Five Things You Need to Know:

(1) The first thing white anti-racists are accused of is white guilt and quoting Dr. Martin Luther King, Jr. Personally, I don’t have white guilt. I had no control over the color of my skin. Evidence suggests it was the result of my people moving to colder temps. End of story. And yes, I always quote Dr. King on this: “Our lives begin to end the day we become silent about things that matter.” I also quote Malcolm X (el-Hajj Malik el-Shabazz): “I’m for truth, no matter who tells it. I’m for justice, no matter who it is for or against. I’m a human being, first and foremost, and as such I’m for whoever and whatever benefits humanity as a whole.”

(2) White is right was sold to everybody by a select group of male, elitist, white, wealthy English men who had to divide and conquer to maintain what they owned. I am so sick of these articles, however well-intentioned, that suggest we all need to own it. The bottom line is whiteness was profitable. They sold it to the Indians–stand with us or we will call you “colored” and refuse your tribal designation. They sold it to “white” indentured servants, Irish, German, etc.–you can be adopted as white as long as you don’t join forces with the “other” have not’s.
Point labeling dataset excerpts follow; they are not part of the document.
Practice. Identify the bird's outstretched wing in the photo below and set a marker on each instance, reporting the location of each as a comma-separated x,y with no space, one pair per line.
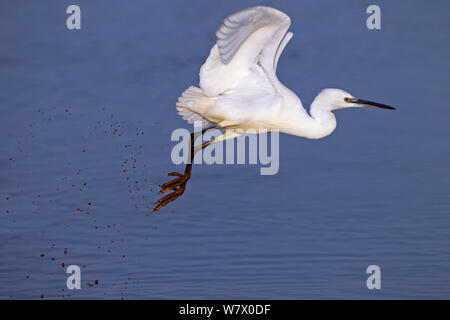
255,36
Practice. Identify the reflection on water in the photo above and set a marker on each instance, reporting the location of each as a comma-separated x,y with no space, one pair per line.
85,141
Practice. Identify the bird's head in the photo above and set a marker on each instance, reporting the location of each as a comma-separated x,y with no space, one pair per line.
336,99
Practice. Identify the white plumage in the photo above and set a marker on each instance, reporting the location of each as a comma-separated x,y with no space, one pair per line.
239,88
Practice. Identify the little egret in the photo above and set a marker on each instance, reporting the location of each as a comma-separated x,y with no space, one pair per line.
239,89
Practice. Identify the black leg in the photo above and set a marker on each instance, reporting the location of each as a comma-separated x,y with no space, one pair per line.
178,185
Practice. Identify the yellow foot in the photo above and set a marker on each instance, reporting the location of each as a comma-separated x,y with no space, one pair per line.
178,186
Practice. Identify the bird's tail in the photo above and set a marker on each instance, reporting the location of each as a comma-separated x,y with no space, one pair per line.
193,104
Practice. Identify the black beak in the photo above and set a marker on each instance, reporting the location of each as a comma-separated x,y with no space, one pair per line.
368,103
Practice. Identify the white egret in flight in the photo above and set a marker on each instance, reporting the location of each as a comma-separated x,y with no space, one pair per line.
239,89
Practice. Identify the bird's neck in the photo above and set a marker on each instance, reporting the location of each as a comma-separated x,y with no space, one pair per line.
319,123
324,121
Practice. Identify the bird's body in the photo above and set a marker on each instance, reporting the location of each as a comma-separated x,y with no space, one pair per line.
239,88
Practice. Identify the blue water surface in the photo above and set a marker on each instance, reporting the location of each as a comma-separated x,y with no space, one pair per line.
85,125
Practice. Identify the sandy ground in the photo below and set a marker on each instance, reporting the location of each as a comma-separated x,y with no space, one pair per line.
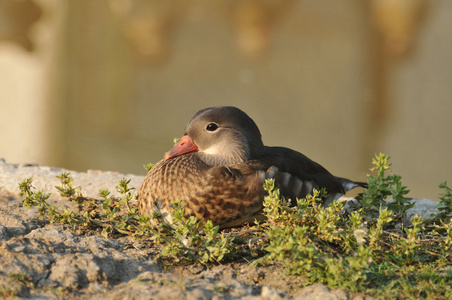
62,263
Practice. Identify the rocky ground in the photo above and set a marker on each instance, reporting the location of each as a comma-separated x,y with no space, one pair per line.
40,260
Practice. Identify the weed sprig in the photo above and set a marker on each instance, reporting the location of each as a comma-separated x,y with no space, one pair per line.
369,250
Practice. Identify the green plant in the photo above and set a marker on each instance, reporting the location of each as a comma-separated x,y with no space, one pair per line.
22,278
382,186
368,250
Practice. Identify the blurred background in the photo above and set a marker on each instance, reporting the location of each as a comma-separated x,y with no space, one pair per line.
108,84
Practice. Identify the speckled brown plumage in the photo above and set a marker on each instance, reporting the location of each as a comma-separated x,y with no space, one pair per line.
228,196
218,169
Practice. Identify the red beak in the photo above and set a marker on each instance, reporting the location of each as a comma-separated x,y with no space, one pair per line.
184,146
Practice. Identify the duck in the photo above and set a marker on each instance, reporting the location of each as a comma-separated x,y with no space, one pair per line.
218,168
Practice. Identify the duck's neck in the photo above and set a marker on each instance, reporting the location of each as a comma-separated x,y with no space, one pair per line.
217,157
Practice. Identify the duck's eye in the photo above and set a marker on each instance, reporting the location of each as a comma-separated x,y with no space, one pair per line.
212,127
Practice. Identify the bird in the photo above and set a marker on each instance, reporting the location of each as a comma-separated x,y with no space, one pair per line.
218,168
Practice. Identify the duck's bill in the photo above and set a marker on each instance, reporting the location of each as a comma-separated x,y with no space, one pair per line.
184,146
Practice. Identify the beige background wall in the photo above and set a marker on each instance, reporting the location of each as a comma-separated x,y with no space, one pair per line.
109,84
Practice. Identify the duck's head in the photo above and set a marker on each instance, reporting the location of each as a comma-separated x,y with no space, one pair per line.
220,135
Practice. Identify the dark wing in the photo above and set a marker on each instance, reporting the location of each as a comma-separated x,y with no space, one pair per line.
296,175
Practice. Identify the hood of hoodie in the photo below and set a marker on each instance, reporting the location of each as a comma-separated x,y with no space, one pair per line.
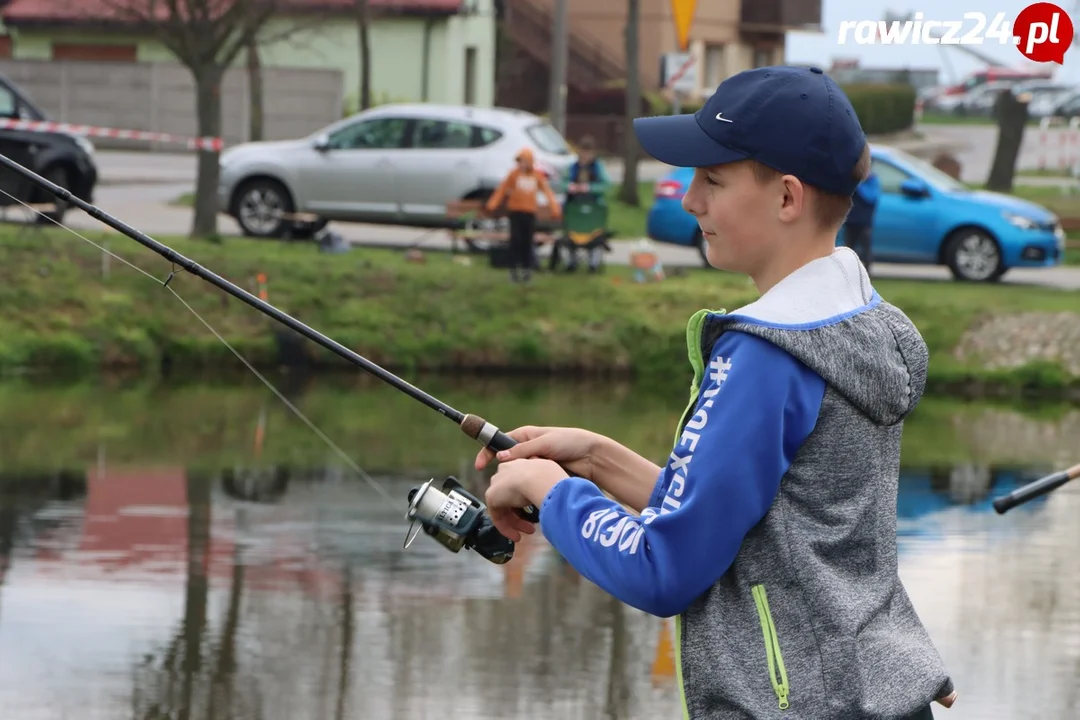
827,315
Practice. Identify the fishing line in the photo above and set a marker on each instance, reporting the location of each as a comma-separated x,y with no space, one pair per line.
341,453
449,514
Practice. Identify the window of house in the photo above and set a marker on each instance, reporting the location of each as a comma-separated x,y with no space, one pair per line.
375,134
470,90
714,67
94,52
442,135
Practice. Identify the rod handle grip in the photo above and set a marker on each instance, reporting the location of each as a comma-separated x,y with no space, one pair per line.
502,442
1031,490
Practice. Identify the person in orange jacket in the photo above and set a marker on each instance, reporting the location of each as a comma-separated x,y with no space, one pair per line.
520,191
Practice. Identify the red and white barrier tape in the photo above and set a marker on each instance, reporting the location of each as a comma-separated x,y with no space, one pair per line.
48,126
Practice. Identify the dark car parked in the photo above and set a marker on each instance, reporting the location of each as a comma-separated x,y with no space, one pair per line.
67,160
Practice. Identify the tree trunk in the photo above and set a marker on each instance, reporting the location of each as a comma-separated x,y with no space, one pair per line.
363,23
208,112
1012,119
255,90
629,191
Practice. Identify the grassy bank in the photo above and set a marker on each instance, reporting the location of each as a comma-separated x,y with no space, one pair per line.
63,315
They sold it to black folks–colorism, free vs. enslaved African-Americans, house versus field, North versus South. They sold it to those who feared “race mixing” which would make it very difficult to hold people down based on the color of their skin. They sold it to poor white people in the South who didn’t own slaves and poor black people (free and slaves) were promised freedom and equality so they would fight for “heritage.” How long until ALL of us wake up and say enough is enough? Anyone buying and selling it is part of the problem.

(3) Real conversations involve everybody stepping up and saying this is crazy. We aren’t selling out anymore. Not for whiteness, not for blackness, not for anything. Our identities are complex and in this country, we understand they have been reduced to skin color. What music you like, how you prepare food, what region of the country you are from, what belongs to you and what you have appropriated–all reduced to the amount of melanin in your skin. How long–truly, how long??

(4) We are becoming a nation of complete idiots. As an analyst, mother and human being, I am less concerned about your opinion than about how you decide to defend it. News flash: most of the historical questions you have can’t be answered by memes or blogs. They require real work, personal introspection and analysis so you can form an opinion based upon facts rather than feelings–or marketability. Want to really learn something? Form an opinion and then passionately try to prove yourself wrong. It forces you to read every other perspective you can find, validate sources, think critically and sometimes even change your own mind.

(5) The belief that talking about white privilege has made one bit of difference is laughable. The exceptions are articles like this that drive it home beyond class and region. You know why? Heart and real world experience.

Regardless of the issue, challenging strangers has minimal impact and it’s the safe way out. Give up anonymity and go at it with those closest to you who at least value your opinion at some level. If you decide to do that, be prepared to “argue” with an arsenal of facts and primary sources. Also, you better wear your big girl panties because getting your feelings hurt is a guarantee. Get over it and keep having the conversations.

If we stop talking at each other but rather to each other instead, we will figure it out. Maybe over a beer and a BBQ–that is true Southern heritage. Of course then we will argue over which kind is best.